04:22 PM EDT on Thursday, April 6, 2006

If it seems like the hurricanes of late have been more powerful, you're right.

"I'll have to say I don't totally understand it, if anybody does.  There does seem to be a change in the weather all across really," said Dee Sorensen, who lives in Hampton.

Weather experts looked at storms since 1995.  They say hurricanes occurring more often and they’re more intense.

"We're already 50% higher in terms of tropical storms activity in the last decade relative to the 1950s, which was the last big peak, and we're still going up that natural variable curve," noted Dr. Judith Curry.

Curry, who chairs the school of Earth and Atmospheric Sciences at the Georgia Institute of Technology, is considered one of the top ten atmospheric experts in the U.S. Dr.
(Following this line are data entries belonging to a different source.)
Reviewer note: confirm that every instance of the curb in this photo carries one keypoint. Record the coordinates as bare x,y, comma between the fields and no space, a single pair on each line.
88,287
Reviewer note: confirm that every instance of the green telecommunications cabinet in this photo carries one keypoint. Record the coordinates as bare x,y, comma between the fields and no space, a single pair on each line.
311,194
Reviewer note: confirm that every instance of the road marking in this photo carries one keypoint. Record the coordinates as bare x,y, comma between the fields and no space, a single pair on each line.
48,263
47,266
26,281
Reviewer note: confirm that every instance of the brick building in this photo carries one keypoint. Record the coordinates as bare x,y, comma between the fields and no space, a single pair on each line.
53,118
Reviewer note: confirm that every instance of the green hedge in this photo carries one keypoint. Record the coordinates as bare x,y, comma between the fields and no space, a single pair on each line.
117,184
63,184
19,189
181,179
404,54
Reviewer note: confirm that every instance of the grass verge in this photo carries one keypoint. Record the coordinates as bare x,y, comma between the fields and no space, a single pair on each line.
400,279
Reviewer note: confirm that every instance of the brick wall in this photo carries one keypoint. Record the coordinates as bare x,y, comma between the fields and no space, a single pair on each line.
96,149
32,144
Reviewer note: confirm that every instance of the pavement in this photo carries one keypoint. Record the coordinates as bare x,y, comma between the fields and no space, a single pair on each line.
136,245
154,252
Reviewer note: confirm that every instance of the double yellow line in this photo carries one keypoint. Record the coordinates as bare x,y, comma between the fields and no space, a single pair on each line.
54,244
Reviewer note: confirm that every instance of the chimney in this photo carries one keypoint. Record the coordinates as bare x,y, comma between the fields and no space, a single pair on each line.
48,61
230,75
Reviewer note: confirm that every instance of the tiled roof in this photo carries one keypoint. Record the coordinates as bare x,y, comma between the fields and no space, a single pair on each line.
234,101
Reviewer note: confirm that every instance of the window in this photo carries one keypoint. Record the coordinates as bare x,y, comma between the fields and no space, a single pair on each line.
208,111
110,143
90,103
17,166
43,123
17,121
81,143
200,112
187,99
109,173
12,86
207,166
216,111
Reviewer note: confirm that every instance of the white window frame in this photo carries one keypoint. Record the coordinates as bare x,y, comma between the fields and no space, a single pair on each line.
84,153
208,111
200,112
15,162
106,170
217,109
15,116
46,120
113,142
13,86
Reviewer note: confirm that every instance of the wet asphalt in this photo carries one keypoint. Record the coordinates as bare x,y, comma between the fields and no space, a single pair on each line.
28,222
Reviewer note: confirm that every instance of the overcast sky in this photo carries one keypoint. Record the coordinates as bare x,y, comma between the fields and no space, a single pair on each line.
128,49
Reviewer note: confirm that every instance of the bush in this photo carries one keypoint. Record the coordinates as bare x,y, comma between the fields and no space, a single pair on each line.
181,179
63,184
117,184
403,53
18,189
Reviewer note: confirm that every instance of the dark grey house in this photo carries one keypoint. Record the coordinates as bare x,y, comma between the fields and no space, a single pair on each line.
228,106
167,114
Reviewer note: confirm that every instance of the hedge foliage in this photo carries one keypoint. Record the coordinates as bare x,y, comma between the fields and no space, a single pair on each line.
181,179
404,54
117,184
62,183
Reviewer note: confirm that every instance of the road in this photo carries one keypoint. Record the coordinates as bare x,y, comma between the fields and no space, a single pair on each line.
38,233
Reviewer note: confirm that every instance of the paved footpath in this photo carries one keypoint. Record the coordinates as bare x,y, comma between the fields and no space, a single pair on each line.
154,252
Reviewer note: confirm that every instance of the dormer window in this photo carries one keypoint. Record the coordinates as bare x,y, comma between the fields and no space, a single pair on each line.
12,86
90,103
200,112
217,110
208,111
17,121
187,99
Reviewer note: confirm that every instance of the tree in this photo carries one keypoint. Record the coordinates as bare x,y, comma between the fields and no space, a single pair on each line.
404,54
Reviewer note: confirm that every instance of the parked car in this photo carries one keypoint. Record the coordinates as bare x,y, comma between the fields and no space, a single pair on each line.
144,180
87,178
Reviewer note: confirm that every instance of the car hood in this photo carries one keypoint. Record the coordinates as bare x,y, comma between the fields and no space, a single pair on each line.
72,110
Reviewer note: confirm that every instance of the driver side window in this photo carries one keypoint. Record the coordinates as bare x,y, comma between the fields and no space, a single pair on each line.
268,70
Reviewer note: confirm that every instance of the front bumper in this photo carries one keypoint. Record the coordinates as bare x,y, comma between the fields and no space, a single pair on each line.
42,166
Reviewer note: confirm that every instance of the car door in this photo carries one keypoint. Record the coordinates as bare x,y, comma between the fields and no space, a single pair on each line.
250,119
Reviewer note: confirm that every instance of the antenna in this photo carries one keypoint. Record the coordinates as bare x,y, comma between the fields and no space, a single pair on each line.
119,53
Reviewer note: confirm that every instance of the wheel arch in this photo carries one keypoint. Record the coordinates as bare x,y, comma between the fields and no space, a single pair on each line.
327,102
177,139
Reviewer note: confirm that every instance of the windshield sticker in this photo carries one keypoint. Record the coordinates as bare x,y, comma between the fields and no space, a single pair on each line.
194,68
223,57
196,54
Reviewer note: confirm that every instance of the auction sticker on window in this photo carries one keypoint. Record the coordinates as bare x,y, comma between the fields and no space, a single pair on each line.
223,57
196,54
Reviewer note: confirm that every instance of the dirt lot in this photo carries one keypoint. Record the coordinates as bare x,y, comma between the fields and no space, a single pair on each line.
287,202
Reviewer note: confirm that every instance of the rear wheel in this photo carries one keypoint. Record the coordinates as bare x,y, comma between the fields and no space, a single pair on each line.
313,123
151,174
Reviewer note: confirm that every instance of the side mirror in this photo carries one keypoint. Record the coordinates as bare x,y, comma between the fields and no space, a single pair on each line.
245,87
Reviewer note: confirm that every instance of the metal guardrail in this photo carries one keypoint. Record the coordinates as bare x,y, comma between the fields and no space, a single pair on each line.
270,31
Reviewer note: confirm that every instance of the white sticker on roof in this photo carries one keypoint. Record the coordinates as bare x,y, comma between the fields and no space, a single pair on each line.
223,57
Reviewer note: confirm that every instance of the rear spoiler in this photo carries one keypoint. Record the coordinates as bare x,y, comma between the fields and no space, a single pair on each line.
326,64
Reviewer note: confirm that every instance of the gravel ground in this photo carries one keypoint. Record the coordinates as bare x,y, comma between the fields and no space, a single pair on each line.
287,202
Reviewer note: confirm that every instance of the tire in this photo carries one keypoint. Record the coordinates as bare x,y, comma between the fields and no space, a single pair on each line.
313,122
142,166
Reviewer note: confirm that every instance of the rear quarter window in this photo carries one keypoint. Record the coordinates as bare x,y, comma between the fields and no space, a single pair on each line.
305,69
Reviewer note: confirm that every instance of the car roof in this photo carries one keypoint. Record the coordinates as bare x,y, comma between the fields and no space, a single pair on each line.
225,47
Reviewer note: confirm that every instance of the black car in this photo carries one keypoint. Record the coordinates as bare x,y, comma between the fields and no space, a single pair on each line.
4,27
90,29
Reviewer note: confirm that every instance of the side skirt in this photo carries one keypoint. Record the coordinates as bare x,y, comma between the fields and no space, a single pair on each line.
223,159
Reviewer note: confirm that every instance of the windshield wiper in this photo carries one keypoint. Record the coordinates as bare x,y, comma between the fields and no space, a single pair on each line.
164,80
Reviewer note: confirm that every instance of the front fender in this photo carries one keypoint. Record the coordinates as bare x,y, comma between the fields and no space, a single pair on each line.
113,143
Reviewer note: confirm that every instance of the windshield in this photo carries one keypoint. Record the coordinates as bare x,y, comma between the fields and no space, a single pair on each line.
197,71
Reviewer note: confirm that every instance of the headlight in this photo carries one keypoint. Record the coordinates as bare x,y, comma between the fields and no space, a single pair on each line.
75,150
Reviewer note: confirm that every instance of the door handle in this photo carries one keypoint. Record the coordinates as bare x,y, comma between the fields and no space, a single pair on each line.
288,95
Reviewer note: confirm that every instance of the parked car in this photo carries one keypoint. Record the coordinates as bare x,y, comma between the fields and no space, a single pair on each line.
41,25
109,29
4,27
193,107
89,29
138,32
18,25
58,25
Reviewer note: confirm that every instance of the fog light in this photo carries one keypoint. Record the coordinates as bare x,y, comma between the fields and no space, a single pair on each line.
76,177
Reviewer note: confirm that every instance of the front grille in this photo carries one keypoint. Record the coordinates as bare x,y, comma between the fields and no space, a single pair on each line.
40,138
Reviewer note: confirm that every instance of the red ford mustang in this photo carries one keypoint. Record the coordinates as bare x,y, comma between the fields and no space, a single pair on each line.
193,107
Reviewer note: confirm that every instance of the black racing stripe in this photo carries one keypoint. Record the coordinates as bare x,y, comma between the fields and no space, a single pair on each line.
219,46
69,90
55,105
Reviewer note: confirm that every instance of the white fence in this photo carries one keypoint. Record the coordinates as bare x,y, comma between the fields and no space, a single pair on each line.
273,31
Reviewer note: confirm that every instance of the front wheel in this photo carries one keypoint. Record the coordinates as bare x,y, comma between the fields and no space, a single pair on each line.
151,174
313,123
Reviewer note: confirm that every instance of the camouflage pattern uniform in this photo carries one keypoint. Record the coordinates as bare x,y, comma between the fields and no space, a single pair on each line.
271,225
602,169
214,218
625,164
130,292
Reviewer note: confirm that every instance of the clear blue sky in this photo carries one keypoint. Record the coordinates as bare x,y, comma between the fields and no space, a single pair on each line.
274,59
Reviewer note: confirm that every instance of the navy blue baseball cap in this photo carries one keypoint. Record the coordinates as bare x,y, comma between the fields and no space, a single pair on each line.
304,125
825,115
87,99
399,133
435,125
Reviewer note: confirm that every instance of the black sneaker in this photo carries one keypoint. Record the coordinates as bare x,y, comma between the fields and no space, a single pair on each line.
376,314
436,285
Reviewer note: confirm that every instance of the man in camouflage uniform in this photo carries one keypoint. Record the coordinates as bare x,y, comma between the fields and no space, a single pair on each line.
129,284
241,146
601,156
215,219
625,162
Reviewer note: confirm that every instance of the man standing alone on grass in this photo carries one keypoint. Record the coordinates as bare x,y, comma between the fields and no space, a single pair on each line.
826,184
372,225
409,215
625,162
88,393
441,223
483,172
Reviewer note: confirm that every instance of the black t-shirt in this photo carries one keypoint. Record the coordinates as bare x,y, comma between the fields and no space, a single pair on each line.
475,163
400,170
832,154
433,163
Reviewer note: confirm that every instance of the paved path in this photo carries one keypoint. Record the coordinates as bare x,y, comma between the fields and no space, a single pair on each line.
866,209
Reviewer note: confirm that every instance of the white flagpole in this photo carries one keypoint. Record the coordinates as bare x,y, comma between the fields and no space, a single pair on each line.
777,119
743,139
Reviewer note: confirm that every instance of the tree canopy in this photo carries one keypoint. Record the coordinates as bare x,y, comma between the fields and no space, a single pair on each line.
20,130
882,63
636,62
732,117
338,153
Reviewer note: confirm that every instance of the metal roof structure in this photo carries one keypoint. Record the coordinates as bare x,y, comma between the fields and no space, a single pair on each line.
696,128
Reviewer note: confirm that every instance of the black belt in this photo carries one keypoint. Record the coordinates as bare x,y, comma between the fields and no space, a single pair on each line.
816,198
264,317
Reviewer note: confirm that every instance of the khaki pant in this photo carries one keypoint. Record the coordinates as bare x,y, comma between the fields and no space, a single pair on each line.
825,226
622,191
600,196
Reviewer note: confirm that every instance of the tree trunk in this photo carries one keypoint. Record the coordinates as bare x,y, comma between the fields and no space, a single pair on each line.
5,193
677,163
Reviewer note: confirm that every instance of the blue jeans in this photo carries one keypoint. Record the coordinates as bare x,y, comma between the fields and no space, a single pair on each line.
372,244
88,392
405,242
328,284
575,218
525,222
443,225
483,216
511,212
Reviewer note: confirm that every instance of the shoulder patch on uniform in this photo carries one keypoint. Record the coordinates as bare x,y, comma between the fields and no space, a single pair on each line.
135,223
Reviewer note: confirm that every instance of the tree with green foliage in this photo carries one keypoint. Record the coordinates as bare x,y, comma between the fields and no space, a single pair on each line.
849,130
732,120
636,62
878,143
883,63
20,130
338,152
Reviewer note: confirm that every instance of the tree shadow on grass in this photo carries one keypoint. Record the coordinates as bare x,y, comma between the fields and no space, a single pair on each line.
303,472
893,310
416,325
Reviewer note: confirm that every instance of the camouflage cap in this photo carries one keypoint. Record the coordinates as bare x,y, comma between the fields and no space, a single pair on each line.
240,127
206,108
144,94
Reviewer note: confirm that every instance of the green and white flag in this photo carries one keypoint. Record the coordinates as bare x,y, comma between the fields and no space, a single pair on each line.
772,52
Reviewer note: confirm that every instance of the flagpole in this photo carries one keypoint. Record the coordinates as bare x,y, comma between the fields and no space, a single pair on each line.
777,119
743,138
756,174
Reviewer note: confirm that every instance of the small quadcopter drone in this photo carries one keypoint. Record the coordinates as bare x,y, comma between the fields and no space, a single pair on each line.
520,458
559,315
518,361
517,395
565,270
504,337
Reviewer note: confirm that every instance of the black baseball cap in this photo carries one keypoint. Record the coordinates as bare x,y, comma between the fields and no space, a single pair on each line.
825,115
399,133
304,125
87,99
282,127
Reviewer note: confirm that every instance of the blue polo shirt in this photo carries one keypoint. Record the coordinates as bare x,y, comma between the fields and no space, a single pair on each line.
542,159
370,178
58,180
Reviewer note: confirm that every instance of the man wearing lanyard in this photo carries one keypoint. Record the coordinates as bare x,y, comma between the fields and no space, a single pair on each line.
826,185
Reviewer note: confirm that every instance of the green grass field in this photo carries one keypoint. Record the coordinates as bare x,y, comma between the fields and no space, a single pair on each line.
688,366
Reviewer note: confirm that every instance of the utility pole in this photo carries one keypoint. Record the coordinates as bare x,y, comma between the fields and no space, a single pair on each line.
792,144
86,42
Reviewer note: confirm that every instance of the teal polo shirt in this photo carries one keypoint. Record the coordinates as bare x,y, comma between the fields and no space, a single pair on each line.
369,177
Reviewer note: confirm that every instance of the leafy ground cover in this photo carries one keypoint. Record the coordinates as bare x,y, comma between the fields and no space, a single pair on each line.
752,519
Curry says some of what's happening in the Atlantic is part of a natural weather cycle, but she attributes the extra punch to global warming.

"We're headed for two decades of really high storm activity.  There's nothing that we can do in any scenario where we stop buying fossil fuels that's not going to help the hurricane situation.  We're stuck with that for the next decade.  We have to figure out how to protect ourselves from these storms, need to think of a sensible way to manage the coast lines in terms of vulnerability."

A record 27 tropical storms formed in 2005. Seven became major hurricanes, including Katrina and Wilma.

The first tropical storm of 2006 will be named Alberto.